が、現在、三菱UFJ住宅ローン保証㈱の会社履歴事項証明書を取り寄せても、旧三和信用保証㈱が旧ユーエフジェイ信用保証㈱に商号変更された旨の記載事項が登記簿上出て来なくなっています。銀行さんからは旧三和信用保証㈱から旧ユーエフジェイ信用保証㈱への商号変更の沿革を証する登記事項証明書はシステム上発行不可能であることを登記申請時に登記官に説明して欲しい旨との説明文が付けられてきたりします。(ちなみにウチでは旧ユーエフジェイ信用保証㈱の現役のときの古い履歴事項証明書をストックしていますので万一の場合はそれを添付することも可能です)
同様のことは、りそなでも三井住友でもありますので格段珍しいことでもなさそうです。
なおこの件で、登記官から上申書の添付を命じられたことも特にありません。
②UFJ住宅ローン保証㈱から㈱ユーエフジェイ銀行への会社分割による抵当権移転登記
※㈱ユーエフジェイ銀行は今は存在しませんので、現㈱三菱東京UFJ銀行が“承継会社”として登記権利者となります。

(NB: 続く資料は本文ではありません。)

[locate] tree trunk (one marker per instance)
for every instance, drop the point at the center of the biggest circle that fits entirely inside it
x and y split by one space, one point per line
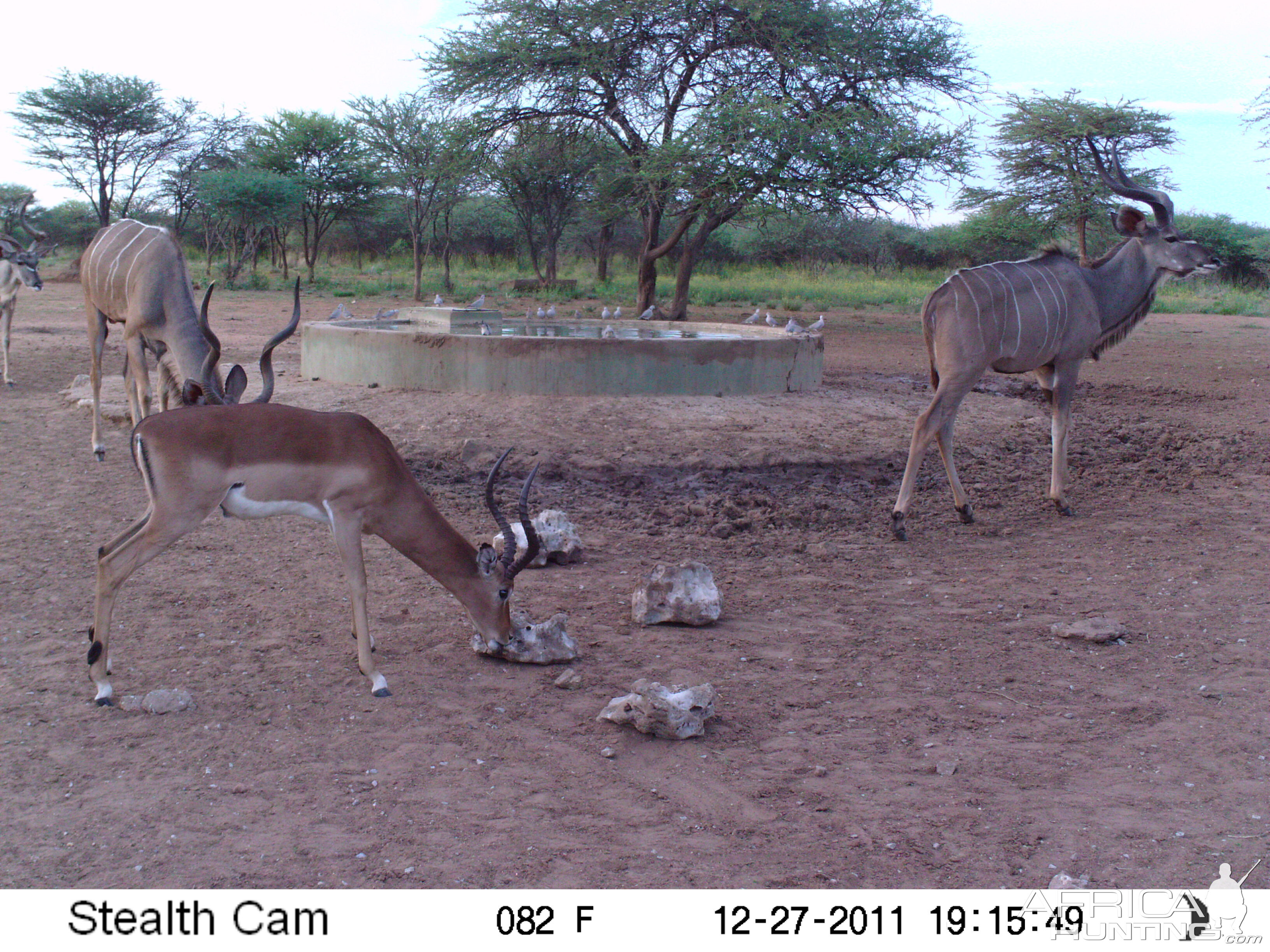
602 250
417 259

※共同申請になりますから、登記原因証明情報(結構要件事実がゴチャゴチャと書かれたものでした。)のほかに、担保設定登記済証・双方の代理権限証書が必要です。
※登録免許税は、会社分割移転の場合、現在は、課税価格の1000分の1.4となってはいますが、UFJ住宅ローン保証㈱から㈱ユーエフジェイ銀行への会社分割による抵当権移転登記の場合は、原因日が現行法の適用以前となるため原則通り1000分の2となります。

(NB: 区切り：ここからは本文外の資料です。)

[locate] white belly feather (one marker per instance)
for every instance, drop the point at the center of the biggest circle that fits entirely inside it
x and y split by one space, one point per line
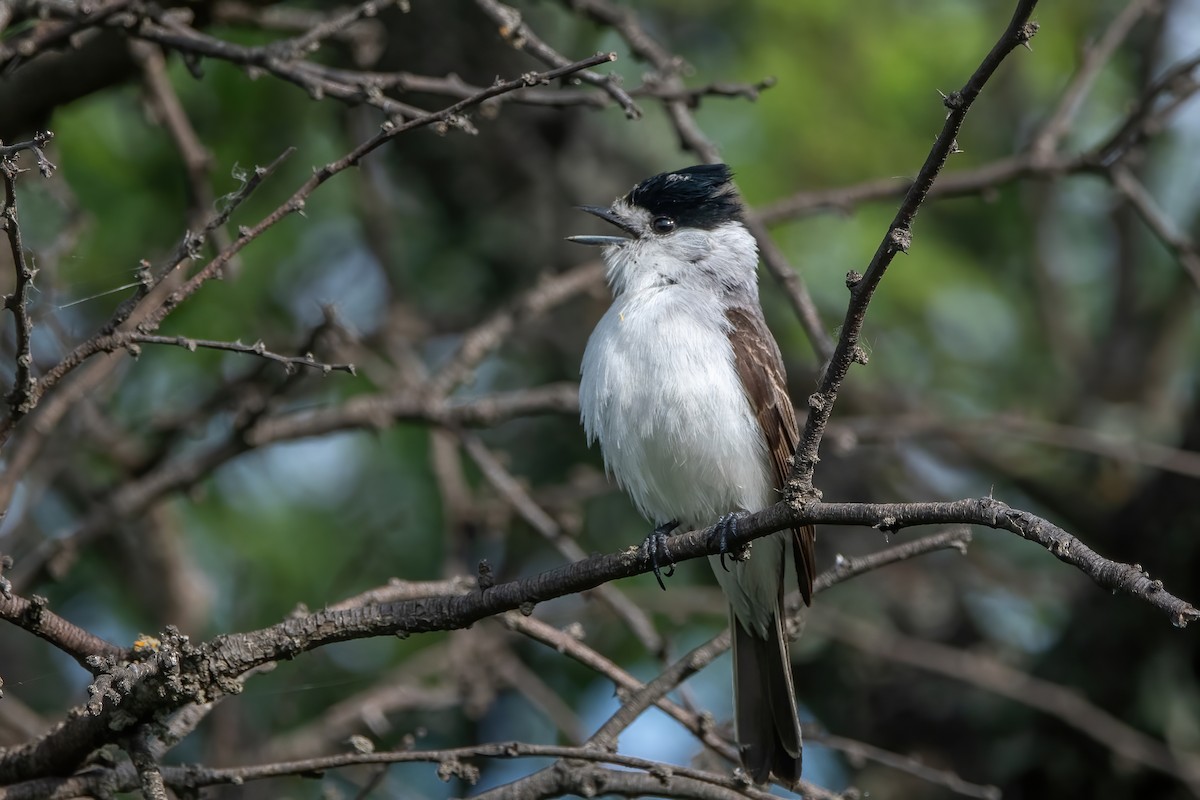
661 396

③㈱ユーエフジェイ銀行から現㈱三菱東京UFJ銀行への会社吸収合併による抵当権移転登記
※この登記の登記識別情報が次の④の登記済み証となります。
④現㈱三菱東京UFJ銀行の担保抹消登記
※当たり前のことですが、現㈱三菱東京UFJ銀行の解除証書・委任状が必要です。
※三和信用保証㈱に馴染んで来ている私からすると、三和信用保証㈱の担保抹消用に現㈱三菱東京UFJ銀行の解除証書・委任状が渡されることになるわけで、未だにいつももらい間違えたような気がして何か居心地の悪い妙な気分になります。早く慣れないといけませんねー。